İnsanların durduğu son noktayı anlayabilmek için, ilk başladıkları noktaya bakmanın faydalı olacağını düşünürüm.
Mesela Aydın Doğan…
Koç’a ait Tofaş bayiliğinden büyük medya patronluğuna uzanan ilginç bir öyküsü var …
Aydın Beyin meselesi, ne pahasına olursa olsun başarmaksa; başarılı sayılır ama mesele, etik değerlerle yükselmek ve yükseldiği noktayı içselleştirmekse, Aydın Beyin geldiği nokta bir hayli tartışmalı.
Siyasetle hiç bir ilgisi olmayan sokaktaki her hangi bir insana, “Aydın Doğan hakkında ne düşünüyorsun?” diye sorsak, muhtemelen şu yanıtları alırız;
“Siyasetçi mi o? İsmini hep siyasetle yan yana duyuyoruz!”
“Mesut Yılmaz’ın kankası!”
“Çiller’in düşmanıydı!”
Aydın Beyi bir de siyaset ve medya ile ilişkili insanlara sorsak;
“Medyasını kullanarak zengin olan bir patron!”
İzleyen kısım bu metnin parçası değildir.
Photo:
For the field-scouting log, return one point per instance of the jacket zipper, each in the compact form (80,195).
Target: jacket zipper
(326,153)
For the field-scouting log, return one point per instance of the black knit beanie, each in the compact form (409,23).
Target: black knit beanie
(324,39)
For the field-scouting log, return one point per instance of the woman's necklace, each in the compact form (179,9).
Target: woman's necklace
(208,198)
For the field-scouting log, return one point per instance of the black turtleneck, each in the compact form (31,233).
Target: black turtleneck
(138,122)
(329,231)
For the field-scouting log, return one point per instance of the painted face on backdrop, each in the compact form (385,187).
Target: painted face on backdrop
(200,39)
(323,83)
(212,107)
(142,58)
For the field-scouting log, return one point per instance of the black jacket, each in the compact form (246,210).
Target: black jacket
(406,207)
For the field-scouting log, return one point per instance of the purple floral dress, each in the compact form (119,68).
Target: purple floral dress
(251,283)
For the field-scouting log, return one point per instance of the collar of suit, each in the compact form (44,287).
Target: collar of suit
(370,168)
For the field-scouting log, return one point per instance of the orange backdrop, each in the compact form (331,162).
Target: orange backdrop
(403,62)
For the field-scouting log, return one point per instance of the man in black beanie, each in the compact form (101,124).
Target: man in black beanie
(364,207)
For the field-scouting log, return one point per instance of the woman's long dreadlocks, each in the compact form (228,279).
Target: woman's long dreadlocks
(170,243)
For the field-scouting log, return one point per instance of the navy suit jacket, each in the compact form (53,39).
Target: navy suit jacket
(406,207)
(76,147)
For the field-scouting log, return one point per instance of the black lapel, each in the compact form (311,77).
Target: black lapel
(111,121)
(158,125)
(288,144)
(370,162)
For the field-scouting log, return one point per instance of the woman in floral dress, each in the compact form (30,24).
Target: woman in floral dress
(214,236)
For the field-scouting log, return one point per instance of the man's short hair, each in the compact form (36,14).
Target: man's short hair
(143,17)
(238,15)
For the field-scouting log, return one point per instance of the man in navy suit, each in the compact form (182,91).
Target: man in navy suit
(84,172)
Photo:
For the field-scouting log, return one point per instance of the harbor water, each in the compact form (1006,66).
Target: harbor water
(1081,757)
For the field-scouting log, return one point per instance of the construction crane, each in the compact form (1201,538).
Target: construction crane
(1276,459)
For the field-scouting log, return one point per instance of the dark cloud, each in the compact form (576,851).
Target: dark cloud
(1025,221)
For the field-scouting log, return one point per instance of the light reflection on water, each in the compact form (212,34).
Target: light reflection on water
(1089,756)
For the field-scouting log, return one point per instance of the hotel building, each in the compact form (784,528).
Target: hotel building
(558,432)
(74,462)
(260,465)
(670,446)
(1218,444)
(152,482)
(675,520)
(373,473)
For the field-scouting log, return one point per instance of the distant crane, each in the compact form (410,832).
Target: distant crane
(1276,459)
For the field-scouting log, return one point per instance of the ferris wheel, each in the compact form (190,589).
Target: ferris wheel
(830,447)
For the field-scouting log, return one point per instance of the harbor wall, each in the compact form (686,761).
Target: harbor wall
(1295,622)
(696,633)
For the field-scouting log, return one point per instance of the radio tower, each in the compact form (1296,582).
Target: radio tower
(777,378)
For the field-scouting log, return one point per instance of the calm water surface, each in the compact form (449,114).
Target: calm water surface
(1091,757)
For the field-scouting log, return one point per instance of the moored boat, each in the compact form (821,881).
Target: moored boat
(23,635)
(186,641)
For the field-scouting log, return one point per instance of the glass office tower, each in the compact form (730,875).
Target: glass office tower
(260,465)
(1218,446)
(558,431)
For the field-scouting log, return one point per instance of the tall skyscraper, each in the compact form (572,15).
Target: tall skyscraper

“Kendisine biat etmeyen siyasetçilere saldırır!”
Bu ve benzer örnekleri çoğaltabiliriz.
Belki biraz fal açmak olacak ama Aydın Doğan’ın meselesi, ego…
Ve bir şeyi daha hissediyoruz ki;
Aydın Doğan’ın içinde siyaset yapmak ukde kalmış.
Hatta bir ara Cumhurbaşkanlığı adaylığı bile dillendirilmişti.
Kamuoyunun yanıldığını düşündüğüm bir başka nokta da;
Aydın Beyin gazetesine fazla karışmadığı söylentileridir.
Oysa, yerel haberlerin içeriği ile bile ilgili bir patrondur.
En yumuşak karnı, kendisine yapılan sınırsız iltifatlara meftun olmasıdır.
Örneğin, kendisine “BABA” denilmesine bayılır.
Bu huyunu bilen bir gazetecinin, gurup içinde başka bir gazeteciye yaptığı iç darbe, o sihirli kelime ile gerçekleşmişti!
O gazeteci, Aydın Doğan’a, her fırsatta, “Baba! Baba!” diye hitap ettikten kısa bir süre sonra önemli bir televizyon figürünü al aşağı etmişti.
Doğan Gurubunda koltuk bulmak için patronlarını yanlış yönlendiren gazeteciler olduğu gibi, Aydın Doğan’ın ego tatmini için bile bile lades olduğu onlarca örneği var Doğan Gurubunun…
Özel sohbetlerinde mütevazi olduğunu söyleyen Aydın Beye hatırlatmak isterim;
Ego, hiç tahmin edilmeyen yerde saklanır!